In keeping with his June 15 Budget presentation, he said reform measures were being taken as it relates to education, public health, sanitation, tourism, renewable energy and the sugar industry, as well as in relation to productivity and the cost of doing business.
“In fact, in the same release the IMF said they [welcomed the direction of the policies outlined in the recent Budget statement], but we are not looking for approbation from the IMF,” said Sinckler.
“We are doing the programme that we believe best suits the circumstances in Barbados,” he added.
While acknowledging that “some people feel we should go a lot deeper and a lot faster”, he said “we believe that the pace that we are going at right now is reasonable enough given the circumstances of the society, and then we will build from there to ensure we get to the target objective that we have set. So that is where we are at”.

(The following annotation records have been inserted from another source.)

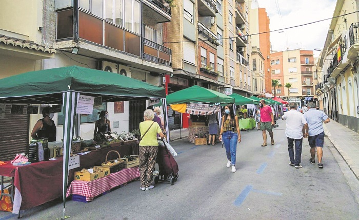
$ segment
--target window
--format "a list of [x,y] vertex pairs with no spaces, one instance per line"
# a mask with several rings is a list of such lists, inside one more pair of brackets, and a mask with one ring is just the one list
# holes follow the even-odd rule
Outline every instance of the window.
[[231,78],[234,78],[234,68],[232,67],[229,67],[229,73],[230,73],[230,76]]
[[289,83],[298,82],[298,78],[289,78]]
[[281,73],[280,69],[272,69],[272,74],[280,74]]
[[289,88],[289,93],[298,93],[298,88]]
[[296,62],[296,58],[288,58],[288,63],[294,63]]
[[288,71],[289,72],[296,72],[297,71],[296,67],[289,68]]
[[207,50],[203,47],[201,48],[201,64],[202,68],[207,66]]
[[145,25],[145,38],[157,43],[157,30]]
[[222,0],[217,0],[217,9],[220,14],[222,11]]
[[196,63],[195,52],[195,44],[189,42],[190,40],[187,38],[184,38],[184,41],[187,41],[183,43],[183,59],[186,61],[192,63],[193,65]]
[[212,71],[214,71],[214,53],[209,52],[209,66]]
[[217,58],[217,71],[220,75],[222,76],[224,76],[223,74],[223,60],[219,58]]
[[233,15],[230,11],[228,13],[228,21],[232,24]]
[[223,31],[220,29],[217,28],[217,38],[218,38],[218,43],[222,45],[223,43]]
[[190,0],[183,1],[183,16],[191,23],[193,23],[193,3]]

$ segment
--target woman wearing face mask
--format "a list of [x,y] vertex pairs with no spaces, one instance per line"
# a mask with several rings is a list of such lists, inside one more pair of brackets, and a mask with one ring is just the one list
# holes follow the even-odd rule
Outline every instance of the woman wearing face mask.
[[56,125],[51,119],[54,113],[50,113],[50,107],[45,107],[43,109],[42,118],[35,124],[31,132],[31,137],[33,139],[47,138],[49,142],[56,141]]
[[228,159],[227,167],[232,166],[232,172],[235,172],[237,141],[241,143],[241,132],[238,117],[234,115],[233,107],[230,105],[225,107],[225,114],[222,117],[222,125],[220,133],[220,141],[222,141],[223,135],[227,158]]
[[111,122],[110,120],[107,119],[108,118],[108,113],[107,111],[102,111],[98,113],[99,115],[99,119],[96,121],[95,123],[95,131],[93,132],[93,136],[95,137],[96,134],[100,132],[106,133],[111,132]]

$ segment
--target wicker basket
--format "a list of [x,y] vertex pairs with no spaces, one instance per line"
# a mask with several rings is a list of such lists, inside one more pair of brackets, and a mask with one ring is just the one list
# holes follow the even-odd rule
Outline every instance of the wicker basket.
[[[107,157],[108,156],[108,154],[110,153],[110,152],[115,152],[117,153],[117,155],[118,155],[118,157],[116,160],[107,160]],[[118,163],[116,163],[115,165],[112,165],[112,166],[108,166],[106,165],[106,163],[108,162],[114,162],[115,160],[117,160]],[[115,173],[116,172],[118,172],[120,170],[122,170],[124,168],[125,168],[125,162],[124,160],[121,159],[121,156],[119,155],[119,153],[118,153],[118,151],[110,151],[108,152],[107,152],[107,154],[106,155],[106,158],[105,159],[105,161],[104,162],[101,164],[101,166],[103,167],[107,167],[110,168],[110,171],[111,173]]]

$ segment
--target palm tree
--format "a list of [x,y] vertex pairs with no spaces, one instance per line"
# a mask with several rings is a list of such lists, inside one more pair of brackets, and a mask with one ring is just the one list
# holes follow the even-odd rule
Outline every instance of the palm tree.
[[284,84],[284,87],[286,88],[288,88],[288,100],[289,100],[289,88],[292,87],[292,84],[289,83],[287,83],[285,84]]
[[273,86],[273,88],[274,89],[274,97],[276,97],[277,93],[276,91],[275,90],[275,87],[277,86],[282,87],[282,85],[281,83],[279,83],[278,80],[272,80],[272,86]]

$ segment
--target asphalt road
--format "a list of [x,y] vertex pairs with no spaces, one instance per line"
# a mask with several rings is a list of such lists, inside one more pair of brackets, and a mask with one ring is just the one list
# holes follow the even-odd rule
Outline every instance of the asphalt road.
[[[173,186],[160,182],[142,191],[139,181],[134,181],[91,203],[68,200],[66,215],[73,219],[359,219],[358,180],[329,139],[325,140],[323,169],[309,162],[307,139],[303,168],[296,169],[289,165],[285,122],[278,124],[274,145],[261,146],[261,131],[241,132],[235,173],[226,167],[220,143],[196,146],[187,139],[177,140],[171,143],[180,168]],[[62,210],[61,201],[55,201],[22,215],[55,219]],[[0,219],[16,218],[4,213]]]

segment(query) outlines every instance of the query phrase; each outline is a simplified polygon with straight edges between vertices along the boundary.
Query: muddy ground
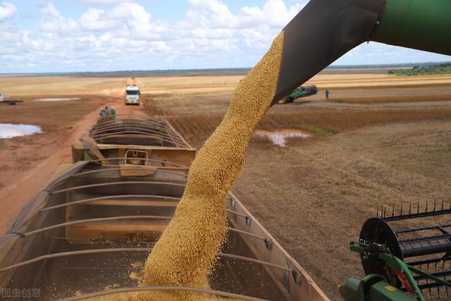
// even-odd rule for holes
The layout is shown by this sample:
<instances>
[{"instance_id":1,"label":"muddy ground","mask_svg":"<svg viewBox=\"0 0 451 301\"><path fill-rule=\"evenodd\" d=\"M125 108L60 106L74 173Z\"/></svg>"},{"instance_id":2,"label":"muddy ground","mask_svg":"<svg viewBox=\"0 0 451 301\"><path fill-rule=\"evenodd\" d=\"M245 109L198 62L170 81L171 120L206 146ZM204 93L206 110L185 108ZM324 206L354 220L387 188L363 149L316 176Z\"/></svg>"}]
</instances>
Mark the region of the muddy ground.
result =
<instances>
[{"instance_id":1,"label":"muddy ground","mask_svg":"<svg viewBox=\"0 0 451 301\"><path fill-rule=\"evenodd\" d=\"M318 95L273 107L259 125L299 128L313 137L290 140L285 148L253 138L233 191L328 295L340 300L338 285L362 276L349 240L378 205L451 201L451 78L428 78L420 87L421 78L404 78L387 87L391 78L384 74L326 75L316 78ZM137 83L146 92L147 111L168 118L200 147L240 78L187 78ZM143 109L121 105L125 79L42 78L37 80L42 90L34 94L32 87L38 86L27 87L32 79L5 80L0 79L0 89L12 85L25 102L0 105L1 123L39 125L44 133L0 140L2 233L57 166L70 161L70 143L91 126L101 106L113 104L119 113ZM378 80L385 87L375 87ZM328 83L346 89L330 89L331 99L325 102ZM68 95L82 99L32 100ZM373 98L362 101L365 97Z\"/></svg>"}]
</instances>

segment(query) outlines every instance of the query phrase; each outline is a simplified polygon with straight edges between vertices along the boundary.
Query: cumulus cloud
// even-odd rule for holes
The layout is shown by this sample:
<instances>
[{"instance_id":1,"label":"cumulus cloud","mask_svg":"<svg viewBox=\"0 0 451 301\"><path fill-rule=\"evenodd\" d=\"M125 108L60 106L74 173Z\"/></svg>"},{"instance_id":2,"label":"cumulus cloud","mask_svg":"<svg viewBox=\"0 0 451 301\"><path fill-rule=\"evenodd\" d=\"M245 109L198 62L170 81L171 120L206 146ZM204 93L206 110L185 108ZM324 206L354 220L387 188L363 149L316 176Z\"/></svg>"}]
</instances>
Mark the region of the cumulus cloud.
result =
<instances>
[{"instance_id":1,"label":"cumulus cloud","mask_svg":"<svg viewBox=\"0 0 451 301\"><path fill-rule=\"evenodd\" d=\"M78 0L80 2L91 5L110 5L121 2L127 2L130 0Z\"/></svg>"},{"instance_id":2,"label":"cumulus cloud","mask_svg":"<svg viewBox=\"0 0 451 301\"><path fill-rule=\"evenodd\" d=\"M226 0L187 0L185 13L169 21L152 16L152 6L147 10L142 5L149 0L76 0L87 6L71 18L49 0L37 0L35 30L8 20L16 8L1 1L0 72L249 67L307 2L287 6L283 0L266 0L246 6L242 1L242 7L232 11ZM393 62L400 57L418 61L421 55L371 43L339 63Z\"/></svg>"},{"instance_id":3,"label":"cumulus cloud","mask_svg":"<svg viewBox=\"0 0 451 301\"><path fill-rule=\"evenodd\" d=\"M17 8L14 4L7 1L1 2L0 4L0 23L13 18L16 11Z\"/></svg>"},{"instance_id":4,"label":"cumulus cloud","mask_svg":"<svg viewBox=\"0 0 451 301\"><path fill-rule=\"evenodd\" d=\"M41 8L44 20L39 23L39 29L44 32L72 32L78 27L73 19L63 17L51 4Z\"/></svg>"}]
</instances>

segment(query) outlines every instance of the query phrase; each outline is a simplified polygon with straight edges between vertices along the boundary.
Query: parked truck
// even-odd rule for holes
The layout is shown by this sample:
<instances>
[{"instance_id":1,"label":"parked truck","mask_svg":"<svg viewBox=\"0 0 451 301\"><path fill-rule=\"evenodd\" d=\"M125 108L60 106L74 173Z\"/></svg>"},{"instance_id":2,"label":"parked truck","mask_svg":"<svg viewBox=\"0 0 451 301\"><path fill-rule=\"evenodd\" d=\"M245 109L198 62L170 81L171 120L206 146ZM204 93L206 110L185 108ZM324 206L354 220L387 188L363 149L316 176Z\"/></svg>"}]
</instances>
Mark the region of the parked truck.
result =
<instances>
[{"instance_id":1,"label":"parked truck","mask_svg":"<svg viewBox=\"0 0 451 301\"><path fill-rule=\"evenodd\" d=\"M125 104L140 105L140 87L136 85L128 85L125 87Z\"/></svg>"}]
</instances>

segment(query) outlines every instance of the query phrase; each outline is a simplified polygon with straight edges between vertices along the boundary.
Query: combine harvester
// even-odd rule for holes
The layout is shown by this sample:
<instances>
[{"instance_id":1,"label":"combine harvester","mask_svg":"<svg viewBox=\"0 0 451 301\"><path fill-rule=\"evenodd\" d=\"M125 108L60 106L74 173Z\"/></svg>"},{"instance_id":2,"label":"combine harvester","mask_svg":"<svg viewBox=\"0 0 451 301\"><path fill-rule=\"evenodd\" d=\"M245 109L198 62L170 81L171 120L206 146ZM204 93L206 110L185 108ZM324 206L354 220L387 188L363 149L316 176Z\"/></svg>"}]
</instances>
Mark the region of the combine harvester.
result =
<instances>
[{"instance_id":1,"label":"combine harvester","mask_svg":"<svg viewBox=\"0 0 451 301\"><path fill-rule=\"evenodd\" d=\"M183 194L194 149L166 121L142 115L99 118L82 140L74 164L0 239L1 288L39 288L42 300L142 289L135 276ZM328 300L232 193L227 204L228 243L211 288L195 289L249 300Z\"/></svg>"},{"instance_id":2,"label":"combine harvester","mask_svg":"<svg viewBox=\"0 0 451 301\"><path fill-rule=\"evenodd\" d=\"M273 104L370 40L451 55L450 28L449 0L311 0L283 30ZM66 166L56 176L0 239L1 288L41 288L41 297L46 300L152 288L137 287L138 280L130 273L141 270L135 266L144 262L171 220L189 169L189 164L173 163L175 150L171 158L165 156L154 141L159 139L159 147L191 151L170 128L160 127L161 121L143 118L129 130L124 125L131 123L126 119L99 120L82 137L82 147L73 148L75 161L88 161ZM143 125L146 123L152 125L152 133ZM161 130L159 135L154 133L156 129ZM144 137L152 142L147 144ZM173 144L165 145L168 140ZM328 300L236 197L230 194L227 202L229 243L218 254L222 264L209 279L211 288L159 289L242 300ZM447 276L448 270L430 274L427 268L421 269L447 262L448 223L396 231L387 225L397 219L436 216L447 211L409 210L407 215L383 214L370 220L362 240L352 244L362 254L368 275L342 285L345 300L424 300L421 288L449 287L440 278ZM442 234L400 238L433 229ZM87 293L92 294L70 297Z\"/></svg>"},{"instance_id":3,"label":"combine harvester","mask_svg":"<svg viewBox=\"0 0 451 301\"><path fill-rule=\"evenodd\" d=\"M318 93L318 88L315 85L311 85L309 86L300 86L295 91L290 93L289 95L285 96L284 98L279 100L278 103L291 104L298 98L315 95L316 93Z\"/></svg>"},{"instance_id":4,"label":"combine harvester","mask_svg":"<svg viewBox=\"0 0 451 301\"><path fill-rule=\"evenodd\" d=\"M125 105L136 104L140 105L140 96L141 92L136 85L127 85L125 86Z\"/></svg>"}]
</instances>

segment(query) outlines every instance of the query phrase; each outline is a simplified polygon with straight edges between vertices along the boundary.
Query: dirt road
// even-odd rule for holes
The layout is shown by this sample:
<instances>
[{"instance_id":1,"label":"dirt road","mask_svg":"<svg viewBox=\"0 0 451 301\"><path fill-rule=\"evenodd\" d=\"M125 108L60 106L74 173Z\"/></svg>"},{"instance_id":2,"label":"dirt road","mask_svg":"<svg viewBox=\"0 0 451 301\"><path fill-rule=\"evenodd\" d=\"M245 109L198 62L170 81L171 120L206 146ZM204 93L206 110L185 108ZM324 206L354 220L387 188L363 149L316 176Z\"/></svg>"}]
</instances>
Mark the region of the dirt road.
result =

In relation to the IMF’s call for Government to consider divesting some state assets in order to lower its debt, which rose to 101 per cent of GDP at the end of March 2015, up from 76 per cent of GDP in March 2011, Sinckler said “we have addressed those issues”.
The Minister of Finance cautioned however that any privatization programme “has to make sense and bring value to the Government”, even while revealing that the sale of the Barbados National Terminal Company Limited was “very close to closure”.
The IMF has also called for the removal of tax waivers. However, Sinckler said those which remained were aimed at “building economic capacity, maintaining social cohesion in the society and contributing to overall stability in the country”.
Also commenting on the latest IMF report, President of the Barbados Economic Society (BES) Jeremy Stephen acknowledged that the IMF advice was not necessarily new, since it was a sentiment echoed by many in the economic community over the last year or so.
However, Stephen told Barbados TODAY the call by the IMF for “continued ambitious adjustment efforts” could have been avoided had the Government moved earlier to implement necessary economic remedies.
“These remedies are neither new and they were treated as not being high priority or pressing for many reasons, including political and social,” said Stephen.
On the topic of privatization, the BES head noted the issue was “highly politicized” in the past, but said it was “just a matter of Government deciding which policies do serve our social good and which policies we need to enact now to reduce further pain in the future”.
He explained that should the Government take the IMF advice of undertaking “ambitious adjustment”, Barbadians could expect “further pain going forward”.
“. . . if somehow we can do it little by little, the pain wouldn’t be too huge to bare,” said Stephen.